Aber könnte ein so gut informierter Kollege nicht doch mal zum Wettbewerber werden?
Etwas Vertrauen muss man schon haben. Sonst kann man gleich einpacken. Außerdem ist das ja über die Jahre gewachsen. Und wenn die Chemie stimmt, dann wächst auch das Vertrauen. Klar ist der eine offener, der andere zurückhaltender. Aber irgendwann taut jeder auf – zur Not helfen wir mit den richtigen Fragen nach.

Andererseits: Die Zahlen verraten ja auch nicht alles.
Wir lassen es nicht bei den Zahlen. Bei jedem Erfa-Treffen ist einer von uns Gastgeber. Dazu gehört auch ein zweistündiger Rundgang durch den Betrieb. Wir haben dabei eine Regel: Jeder darf sich wirklich alles ansehen. Wenn zum Beispiel irgendwo ein geschlossener Schrank steht, dann kann den jeder aufmachen und reingucken. Das geht bis in den letzten Winkel. Danach füllen wir Bewertungsbögen aus, wie wir den Betrieb finden. Da gibt es Schulnoten für jeden Bereich, von A bis Z. Anschließend diskutieren wir darüber eine Stunde lang, da geht es knackig zur Sache.

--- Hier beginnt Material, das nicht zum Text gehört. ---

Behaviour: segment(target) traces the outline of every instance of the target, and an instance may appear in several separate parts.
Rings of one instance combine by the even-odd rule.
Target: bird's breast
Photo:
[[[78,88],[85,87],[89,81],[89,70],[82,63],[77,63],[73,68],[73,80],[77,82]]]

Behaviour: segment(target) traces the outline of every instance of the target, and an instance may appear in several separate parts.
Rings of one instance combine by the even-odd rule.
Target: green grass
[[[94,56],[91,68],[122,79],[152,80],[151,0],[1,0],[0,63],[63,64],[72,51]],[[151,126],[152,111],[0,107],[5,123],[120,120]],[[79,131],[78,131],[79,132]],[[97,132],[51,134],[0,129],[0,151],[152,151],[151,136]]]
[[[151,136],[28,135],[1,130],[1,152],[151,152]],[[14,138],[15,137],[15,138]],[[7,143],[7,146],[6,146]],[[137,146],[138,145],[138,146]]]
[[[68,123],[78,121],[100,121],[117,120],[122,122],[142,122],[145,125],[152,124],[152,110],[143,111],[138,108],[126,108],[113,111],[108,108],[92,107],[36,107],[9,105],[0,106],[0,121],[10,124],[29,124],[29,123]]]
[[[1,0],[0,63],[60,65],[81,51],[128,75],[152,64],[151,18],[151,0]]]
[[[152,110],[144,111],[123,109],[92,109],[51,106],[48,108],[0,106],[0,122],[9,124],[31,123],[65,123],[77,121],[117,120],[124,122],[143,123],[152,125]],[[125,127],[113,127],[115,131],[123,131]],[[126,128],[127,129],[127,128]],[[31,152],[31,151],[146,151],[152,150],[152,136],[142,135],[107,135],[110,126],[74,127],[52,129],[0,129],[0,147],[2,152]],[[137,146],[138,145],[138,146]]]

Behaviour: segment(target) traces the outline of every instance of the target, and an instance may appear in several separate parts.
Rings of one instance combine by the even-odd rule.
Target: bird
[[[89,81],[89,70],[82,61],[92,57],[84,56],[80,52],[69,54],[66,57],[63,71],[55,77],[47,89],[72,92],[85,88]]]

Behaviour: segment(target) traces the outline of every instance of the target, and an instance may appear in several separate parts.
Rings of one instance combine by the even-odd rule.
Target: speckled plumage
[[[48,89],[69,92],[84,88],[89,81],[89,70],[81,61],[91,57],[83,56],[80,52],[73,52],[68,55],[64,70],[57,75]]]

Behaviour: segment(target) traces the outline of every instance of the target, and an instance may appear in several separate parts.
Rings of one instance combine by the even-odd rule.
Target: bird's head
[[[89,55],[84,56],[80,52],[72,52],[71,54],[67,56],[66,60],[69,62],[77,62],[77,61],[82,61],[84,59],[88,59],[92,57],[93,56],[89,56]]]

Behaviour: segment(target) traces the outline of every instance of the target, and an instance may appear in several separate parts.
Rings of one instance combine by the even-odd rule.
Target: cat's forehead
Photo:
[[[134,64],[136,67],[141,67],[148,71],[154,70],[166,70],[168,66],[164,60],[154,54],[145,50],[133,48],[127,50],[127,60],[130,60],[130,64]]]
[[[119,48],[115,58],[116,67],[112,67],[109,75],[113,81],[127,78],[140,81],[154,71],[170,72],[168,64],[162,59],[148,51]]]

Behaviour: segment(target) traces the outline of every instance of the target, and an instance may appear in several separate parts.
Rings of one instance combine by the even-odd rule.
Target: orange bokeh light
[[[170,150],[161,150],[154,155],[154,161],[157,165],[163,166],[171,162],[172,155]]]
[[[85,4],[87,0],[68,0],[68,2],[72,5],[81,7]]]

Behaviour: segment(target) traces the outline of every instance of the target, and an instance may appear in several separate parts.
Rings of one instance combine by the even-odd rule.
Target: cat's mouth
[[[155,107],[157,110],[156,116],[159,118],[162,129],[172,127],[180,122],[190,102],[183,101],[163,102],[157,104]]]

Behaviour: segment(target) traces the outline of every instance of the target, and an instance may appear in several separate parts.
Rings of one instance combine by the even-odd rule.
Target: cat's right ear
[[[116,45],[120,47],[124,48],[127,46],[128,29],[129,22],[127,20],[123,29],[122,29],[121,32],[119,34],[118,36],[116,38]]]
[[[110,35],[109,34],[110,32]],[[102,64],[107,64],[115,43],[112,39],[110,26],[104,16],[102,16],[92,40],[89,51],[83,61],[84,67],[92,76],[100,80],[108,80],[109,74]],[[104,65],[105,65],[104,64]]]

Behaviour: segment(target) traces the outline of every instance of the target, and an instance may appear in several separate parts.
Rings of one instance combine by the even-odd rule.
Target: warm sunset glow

Ich stelle es mir nicht so angenehm vor, wenn mich 10 Experten kritisieren.
Dafür muss man schon offen und kritikfähig sein und Vertrauen haben. Auf der anderen Seite gibt es in dieser einen Stunde sehr viele Verbesserungsvorschläge. Wir hatten zum Beispiel den Fall, dass ein Kollege beim Rundgang von immens hohen Reparaturkosten, Rüstzeiten und Fertigungszeiten berichtete. Da wurde richtig Geld verbrannt. Das lag an einer alten Maschine mit ungenauem Schnitt. Ein anderer Kollege hat ihm dann geraten, in eine neue Maschine zu investieren. Er hatte nämlich das gleiche Problem ein paar Jahre zuvor und konnte sich auch erst nicht von der alten Maschine trennen. Schließlich hat er es doch getan und erzählte dann, dass sich die neue nach 5 Jahren amortisiert hat. Der Rat war goldrichtig: Der Kollege hat das auch gemacht und war sogar schon nach drei Jahren im grünen Bereich.

Erfa-Gruppe und Betriebsvergleich: Würde nicht eines von beiden genügen?
Den Betriebsvergleich ist wichtig für die Orientierung: Wo stehe ich? Und wenn man Schlüsse daraus ziehen und etwas umsetzen will, dann braucht man Hilfe. Eine Erfa-Gruppe ist dabei unglaublich effizient.